The recent setbacks indicate SpaceX is struggling to overcome a complicated chapter of Starship's multibillion-dollar development. But the company's engineering culture, widely considered more risk-tolerant than many of the aerospace industry's more established players, is built on a flight-testing strategy that pushes spacecraft to the point of failure, then fine-tunes improvements through frequent repetition.
Starship's planned trajectory for Tuesday included a nearly full orbit around Earth for a controlled splashdown in the Indian Ocean to test new designs of its heat shield tiles and revised flaps for steering its blazing re-entry and descent through Earth's atmosphere.
But its early demise, appearing as a fireball streaking eastward through the night sky over southern Africa, puts another pause in Musk's speedy development goals for a rocket bound to play a central role in the U.S. space program.
NASA plans to use the rocket to land humans on the moon in 2027, though that moon program faces turmoil amid Musk's Mars-focused influence over U.S. President Donald Trump's administration.
Mishap probe
Federal regulators had granted SpaceX a license for Starship's latest flight attempt four days ago, capping a mishap investigation that had grounded Starship for nearly two months.
The last two test flights - in January and March - were cut short moments after liftoff as the vehicles blew to pieces on ascent, raining debris over parts of the Caribbean and disrupting scores of commercial airline flights in the region.

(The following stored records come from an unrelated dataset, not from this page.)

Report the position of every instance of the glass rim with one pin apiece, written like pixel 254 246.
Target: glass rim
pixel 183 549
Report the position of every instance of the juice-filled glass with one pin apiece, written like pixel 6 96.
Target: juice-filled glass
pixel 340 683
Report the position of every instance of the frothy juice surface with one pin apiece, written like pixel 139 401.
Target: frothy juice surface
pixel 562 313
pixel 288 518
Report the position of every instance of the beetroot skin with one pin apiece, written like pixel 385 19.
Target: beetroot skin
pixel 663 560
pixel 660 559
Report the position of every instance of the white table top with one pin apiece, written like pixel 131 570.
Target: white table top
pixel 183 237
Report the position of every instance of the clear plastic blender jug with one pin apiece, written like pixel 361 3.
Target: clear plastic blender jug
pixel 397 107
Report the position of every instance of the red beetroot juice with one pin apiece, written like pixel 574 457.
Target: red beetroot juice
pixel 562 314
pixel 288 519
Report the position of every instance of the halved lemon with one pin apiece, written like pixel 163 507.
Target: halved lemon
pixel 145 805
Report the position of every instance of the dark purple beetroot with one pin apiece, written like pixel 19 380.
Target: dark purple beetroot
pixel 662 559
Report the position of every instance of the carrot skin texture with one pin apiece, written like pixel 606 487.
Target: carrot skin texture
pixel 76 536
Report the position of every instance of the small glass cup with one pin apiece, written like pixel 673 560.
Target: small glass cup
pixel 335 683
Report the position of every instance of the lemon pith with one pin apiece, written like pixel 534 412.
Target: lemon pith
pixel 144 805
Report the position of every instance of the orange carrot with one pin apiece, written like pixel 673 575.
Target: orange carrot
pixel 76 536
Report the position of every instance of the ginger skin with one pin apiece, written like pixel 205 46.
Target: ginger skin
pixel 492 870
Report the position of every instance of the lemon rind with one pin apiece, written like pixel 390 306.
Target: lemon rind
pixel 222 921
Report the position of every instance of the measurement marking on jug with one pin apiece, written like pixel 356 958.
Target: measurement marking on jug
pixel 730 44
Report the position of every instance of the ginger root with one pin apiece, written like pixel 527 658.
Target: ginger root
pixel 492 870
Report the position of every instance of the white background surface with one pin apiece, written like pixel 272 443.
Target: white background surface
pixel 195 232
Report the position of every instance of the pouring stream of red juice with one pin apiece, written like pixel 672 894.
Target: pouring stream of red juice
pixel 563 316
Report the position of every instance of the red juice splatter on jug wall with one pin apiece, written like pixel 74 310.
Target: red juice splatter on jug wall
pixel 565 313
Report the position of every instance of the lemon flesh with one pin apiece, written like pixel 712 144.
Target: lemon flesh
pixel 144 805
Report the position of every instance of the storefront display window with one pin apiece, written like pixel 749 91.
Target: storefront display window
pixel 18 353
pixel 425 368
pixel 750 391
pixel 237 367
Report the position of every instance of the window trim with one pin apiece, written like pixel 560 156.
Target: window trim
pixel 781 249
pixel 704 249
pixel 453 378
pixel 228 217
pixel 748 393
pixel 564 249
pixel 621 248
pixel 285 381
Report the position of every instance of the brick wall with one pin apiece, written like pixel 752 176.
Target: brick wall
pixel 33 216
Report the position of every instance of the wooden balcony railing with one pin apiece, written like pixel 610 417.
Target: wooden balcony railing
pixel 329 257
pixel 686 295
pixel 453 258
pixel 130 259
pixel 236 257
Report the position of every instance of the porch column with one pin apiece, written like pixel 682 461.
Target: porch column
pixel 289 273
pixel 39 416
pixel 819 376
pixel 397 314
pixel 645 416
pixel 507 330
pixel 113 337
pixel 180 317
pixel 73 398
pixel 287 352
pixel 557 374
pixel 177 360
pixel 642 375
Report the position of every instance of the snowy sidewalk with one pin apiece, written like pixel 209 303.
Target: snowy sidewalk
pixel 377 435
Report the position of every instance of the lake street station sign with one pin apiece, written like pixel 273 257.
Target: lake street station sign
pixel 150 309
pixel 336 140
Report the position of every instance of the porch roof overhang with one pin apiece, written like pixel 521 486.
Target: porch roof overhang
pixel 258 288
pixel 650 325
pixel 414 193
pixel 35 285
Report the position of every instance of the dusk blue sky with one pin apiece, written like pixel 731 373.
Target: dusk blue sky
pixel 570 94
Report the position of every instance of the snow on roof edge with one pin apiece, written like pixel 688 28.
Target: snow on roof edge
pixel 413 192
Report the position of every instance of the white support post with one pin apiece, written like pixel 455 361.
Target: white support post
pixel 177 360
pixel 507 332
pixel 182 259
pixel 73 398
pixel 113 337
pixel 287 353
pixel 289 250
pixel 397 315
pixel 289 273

The Federal Aviation Administration expanded debris hazard zones around the ascent path for Tuesday's launch.
The previous back-to-back failures occurred in early test-flight phases that SpaceX had easily achieved before, in a striking setback to a program that Musk, the billionaire entrepreneur who founded the rocket company in 2002, had sought to accelerate this year.
Musk, the world's wealthiest individual and a key supporter of U.S. President Donald Trump, was especially eager for a success after vowing in recent days to refocus his attention on his various business ventures, including SpaceX, following a tumultuous foray into national politics and his attempts at cutting government bureaucracy.
Closer to home, Musk also sees Starship as eventually replacing the SpaceX Falcon 9 rocket as the workhorse in the company's commercial launch business, which already lofts most of the world's satellites and other payloads to low-Earth orbit.